Hardware Requirements for Validators & Nodes

The discussion on hardware requirements was particularly important because it impacts the cost of running an Ethereum validator or full node. The key question was: what should be the minimum hardware specifications needed to operate effectively, and how do we define a sustainable cost model?

One of the primary considerations was how much storage, CPU power, and bandwidth a validator or full node should require. The Ethereum network has grown significantly, and running a full node now requires considerably more resources than in the past. However, setting the requirements too high could lead to centralization, as only well-funded participants would be able to afford the necessary hardware.

To ensure that validators remain accessible to a broad audience, some developers proposed setting a cost benchmark based on validator profitability. The idea was that a validator should be able to recover the cost of its hardware within 6 to 12 months through staking rewards.
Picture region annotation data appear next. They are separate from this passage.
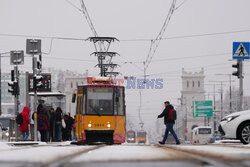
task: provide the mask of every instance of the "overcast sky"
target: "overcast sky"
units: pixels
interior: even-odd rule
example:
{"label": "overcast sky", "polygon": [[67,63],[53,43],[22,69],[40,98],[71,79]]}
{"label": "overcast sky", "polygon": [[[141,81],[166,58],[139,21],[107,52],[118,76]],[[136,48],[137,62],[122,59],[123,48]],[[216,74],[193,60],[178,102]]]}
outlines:
{"label": "overcast sky", "polygon": [[[79,0],[69,1],[80,8]],[[177,4],[182,2],[178,0]],[[145,61],[150,41],[124,40],[155,38],[171,3],[171,0],[85,0],[98,34],[121,40],[112,44],[110,49],[120,53],[121,56],[115,59],[119,62]],[[248,0],[187,0],[174,12],[164,37],[250,30],[249,6]],[[0,0],[0,20],[0,52],[25,49],[26,38],[3,34],[83,39],[92,36],[83,14],[65,0]],[[215,74],[230,74],[233,71],[233,62],[229,61],[232,59],[232,42],[249,41],[249,35],[250,31],[162,40],[147,74],[152,74],[150,78],[163,78],[164,89],[142,91],[142,113],[145,113],[143,119],[147,126],[152,117],[156,117],[161,111],[163,101],[170,100],[177,104],[182,68],[198,72],[204,67],[206,83],[211,80],[227,81],[228,76]],[[50,38],[42,38],[43,52],[50,51],[50,44]],[[88,69],[91,75],[97,75],[99,70],[94,67],[96,58],[90,56],[93,51],[93,44],[88,41],[53,40],[50,54],[44,55],[43,66],[78,72]],[[193,56],[200,57],[184,58]],[[165,60],[157,61],[160,59]],[[250,95],[249,63],[244,62],[245,95]],[[143,68],[142,63],[120,65],[121,78],[129,75],[140,78],[143,75],[140,70]],[[25,65],[20,69],[31,71],[31,67],[31,58],[26,58]],[[9,58],[2,58],[2,70],[9,72],[11,68]],[[238,87],[238,79],[232,78],[235,80],[233,85]],[[225,91],[227,86],[224,87]],[[212,87],[206,86],[206,91],[211,92]],[[127,112],[131,116],[137,116],[139,91],[127,90],[126,93]]]}

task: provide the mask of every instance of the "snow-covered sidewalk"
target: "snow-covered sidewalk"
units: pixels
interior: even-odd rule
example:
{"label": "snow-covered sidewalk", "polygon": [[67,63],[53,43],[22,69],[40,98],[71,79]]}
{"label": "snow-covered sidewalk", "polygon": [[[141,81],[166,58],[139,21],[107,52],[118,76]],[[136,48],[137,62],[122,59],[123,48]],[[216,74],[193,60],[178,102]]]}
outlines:
{"label": "snow-covered sidewalk", "polygon": [[153,146],[107,146],[89,151],[74,158],[72,163],[89,161],[154,161],[154,160],[188,160],[175,151],[168,151]]}

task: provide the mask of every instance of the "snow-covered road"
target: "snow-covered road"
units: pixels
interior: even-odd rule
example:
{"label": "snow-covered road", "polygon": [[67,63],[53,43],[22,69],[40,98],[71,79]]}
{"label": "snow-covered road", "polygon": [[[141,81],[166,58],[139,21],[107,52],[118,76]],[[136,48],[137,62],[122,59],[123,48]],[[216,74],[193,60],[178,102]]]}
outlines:
{"label": "snow-covered road", "polygon": [[243,145],[13,146],[0,143],[0,166],[250,166]]}

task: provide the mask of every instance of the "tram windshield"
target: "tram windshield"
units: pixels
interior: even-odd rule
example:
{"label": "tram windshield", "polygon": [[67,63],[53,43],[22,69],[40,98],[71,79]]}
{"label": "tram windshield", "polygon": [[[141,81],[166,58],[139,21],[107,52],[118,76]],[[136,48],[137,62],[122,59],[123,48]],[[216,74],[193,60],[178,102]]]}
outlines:
{"label": "tram windshield", "polygon": [[146,137],[146,132],[137,132],[137,137]]}
{"label": "tram windshield", "polygon": [[128,132],[127,137],[128,138],[134,138],[135,137],[135,132]]}
{"label": "tram windshield", "polygon": [[199,134],[211,134],[211,128],[199,128]]}
{"label": "tram windshield", "polygon": [[88,89],[89,115],[113,115],[113,89]]}

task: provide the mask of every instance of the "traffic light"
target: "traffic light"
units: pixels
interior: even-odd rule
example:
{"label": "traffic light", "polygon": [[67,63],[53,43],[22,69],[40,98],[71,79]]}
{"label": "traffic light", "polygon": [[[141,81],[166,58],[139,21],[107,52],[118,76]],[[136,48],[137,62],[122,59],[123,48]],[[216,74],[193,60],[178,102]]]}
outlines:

However, this raised additional concerns about the volatility of Ethereum staking returns.

A significant factor in this discussion was the impact of liquid staking. Liquid staking allows users to stake their ETH while maintaining access to liquidity, meaning they can still trade or use their funds elsewhere. Some developers argued that as liquid staking grows, staking rewards will naturally decline, making it harder for validators to recover their hardware costs within the proposed 6 to 12-month timeframe.

Another concern was the potential for network centralization due to expensive hardware requirements. If only large staking providers can afford to run validators, it could lead to a concentration of power among a small number of operators. To counter this, some suggested establishing a baseline hardware requirement that remains accessible to individual validators.

The debate also touched on whether hardware costs should be denominated in USD or ETH. Some developers believed that setting a fixed USD cost limit would be more practical, as it provides a stable benchmark regardless of ETH price fluctuations. Others argued that ETH-based pricing makes more sense, as Ethereum staking rewards are paid in ETH, and the economics should be based on network incentives rather than fiat currency.

One of the key proposals was to cap hardware costs at approximately $1,000, ensuring that running a validator remains affordable. However, this proposal was met with some skepticism, as hardware requirements are likely to increase over time. Some developers suggested instead focusing on performance benchmarks rather than price, ensuring that hardware requirements are dictated by network efficiency rather than arbitrary cost limits.

The discussion ended with a general consensus that Ethereum needs to find a balance between performance, decentralization, and accessibility. Some members suggested creating a formal working group to further refine the hardware requirements and conduct real-world benchmarking to determine the best approach.